A nossa opinião, ao arrepio de muito do que temos lido, é que o presidente da República, enquanto chefe de Estado e garante do normal funcionamento das instituições, tem o dever que retirar a confiança institucional a Joel Leonardo. Tomar essa atitude justifica-se face ao poder constitucional implícito no artigo 108.º, n.º 5 da Constituição, que atribui ao presidente da República o dever de promover e garantir o regular funcionamento dos órgãos do Estado. Note-se que não é só uma atitude passiva (garantia) que lhe é exigida, mas sim activa (promover).
É na promoção constitucional do regular funcionamento dos órgãos de Estado que se enquadra o poder presidencial de declarar a perda da confiança institucional em Joel Leonardo.
Mas antes, ou ao mesmo tempo, que o presidente da República aja, há um órgão que tem estado inexplicavelmente ausente, podendo dizer-se que está em omissão constitucional. Trata-se do Conselho Superior da Magistratura Judicial (CSMJ). Era dever imperativo do CSMJ, aos primeiros alvores de notícias sobre eventuais comportamentos inadequados de Joel Leonardo, iniciar um processo de averiguações e, possivelmente, disciplinar sobre Joel. Neste momento, por cautela, Joel Leonardo já deveria ter sido suspenso. Tanto quanto é público, o CSMJ nada fez, nada faz. Está a prestar um péssimo serviço à justiça.
Possivelmente, a comunidade jurídica deveria dar um “empurrão” ao CSMJ e interpor uma acção de intimação para um comportamento, ou algo semelhante, de modo a obrigar o Conselho a iniciar um processo disciplinar contra Joel Leonardo.

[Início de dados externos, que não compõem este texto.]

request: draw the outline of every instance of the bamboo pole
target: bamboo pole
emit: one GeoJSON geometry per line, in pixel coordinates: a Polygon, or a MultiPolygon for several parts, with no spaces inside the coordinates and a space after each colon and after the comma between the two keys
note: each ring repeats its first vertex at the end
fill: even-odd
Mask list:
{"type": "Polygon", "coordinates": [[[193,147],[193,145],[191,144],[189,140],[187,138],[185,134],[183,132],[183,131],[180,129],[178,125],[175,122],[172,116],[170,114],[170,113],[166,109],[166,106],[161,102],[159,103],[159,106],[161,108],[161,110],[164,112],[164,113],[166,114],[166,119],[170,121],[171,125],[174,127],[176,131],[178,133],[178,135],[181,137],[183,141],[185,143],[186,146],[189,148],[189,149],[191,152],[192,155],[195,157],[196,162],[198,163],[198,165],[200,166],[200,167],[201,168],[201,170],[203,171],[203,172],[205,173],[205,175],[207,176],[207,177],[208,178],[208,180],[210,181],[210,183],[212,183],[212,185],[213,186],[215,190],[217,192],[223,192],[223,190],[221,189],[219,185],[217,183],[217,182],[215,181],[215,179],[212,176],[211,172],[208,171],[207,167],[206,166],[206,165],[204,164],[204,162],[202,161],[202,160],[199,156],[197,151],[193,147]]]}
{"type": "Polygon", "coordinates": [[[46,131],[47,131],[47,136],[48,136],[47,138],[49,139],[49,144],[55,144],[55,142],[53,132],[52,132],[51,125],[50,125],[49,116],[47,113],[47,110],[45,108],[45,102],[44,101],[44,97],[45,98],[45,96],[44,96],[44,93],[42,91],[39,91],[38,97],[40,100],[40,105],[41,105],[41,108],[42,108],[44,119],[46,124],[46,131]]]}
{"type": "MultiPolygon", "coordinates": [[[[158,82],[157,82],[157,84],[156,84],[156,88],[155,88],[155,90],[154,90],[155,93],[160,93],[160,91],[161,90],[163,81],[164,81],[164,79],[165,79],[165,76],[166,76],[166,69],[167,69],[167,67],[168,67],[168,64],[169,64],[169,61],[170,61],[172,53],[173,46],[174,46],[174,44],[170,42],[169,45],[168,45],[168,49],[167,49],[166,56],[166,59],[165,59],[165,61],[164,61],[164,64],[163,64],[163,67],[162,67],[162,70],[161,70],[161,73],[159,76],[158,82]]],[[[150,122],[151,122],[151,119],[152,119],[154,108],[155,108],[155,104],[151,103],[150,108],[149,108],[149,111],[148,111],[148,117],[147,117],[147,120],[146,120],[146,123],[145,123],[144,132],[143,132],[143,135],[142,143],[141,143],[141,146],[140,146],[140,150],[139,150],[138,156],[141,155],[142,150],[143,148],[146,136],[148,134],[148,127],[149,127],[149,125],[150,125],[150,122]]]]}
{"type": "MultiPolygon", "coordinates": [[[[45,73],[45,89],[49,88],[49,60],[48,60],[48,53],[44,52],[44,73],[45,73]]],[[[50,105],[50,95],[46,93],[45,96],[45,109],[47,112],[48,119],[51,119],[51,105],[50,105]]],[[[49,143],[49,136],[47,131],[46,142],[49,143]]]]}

Note-se que a omissão do CSMJ afecta também os seus membros. Muito facilmente, perante todas as denúncias públicas, se deduz que a omissão dos membros do Conselho poderá constituir um crime de denegação de justiça (artigo 348.º do Código Penal). De acordo com o Código Penal, deve ser castigado o magistrado (judicial ou do Ministério Público) que, no âmbito das respectivas competências, dolosamente se negue a administrar a justiça ou a aplicar o direito, ou cometa um crime de favorecimento pessoal (artigo 351.º do Código Penal), ou, depois da prática de um crime, preste auxílio a quem o praticou, impedindo, frustrando ou iludindo, no todo ou em parte, a actividade dos órgãos judiciários competentes.
Não é difícil argumentar que a presente falta de reacção por parte dos distintos conselheiros membros do CSMJ possa, na prática, preencher os requisitos dos crimes acima mencionados. Cada minuto em que não se age relativamente a Joel Leonardo – enquanto presidente do Tribunal Supremo, e não enquanto cidadão com os seus direitos constitucionais de defesa – é um minuto em que deixa a justiça angolana perder credibilidade face aos seus cidadãos e à comunidade internacional.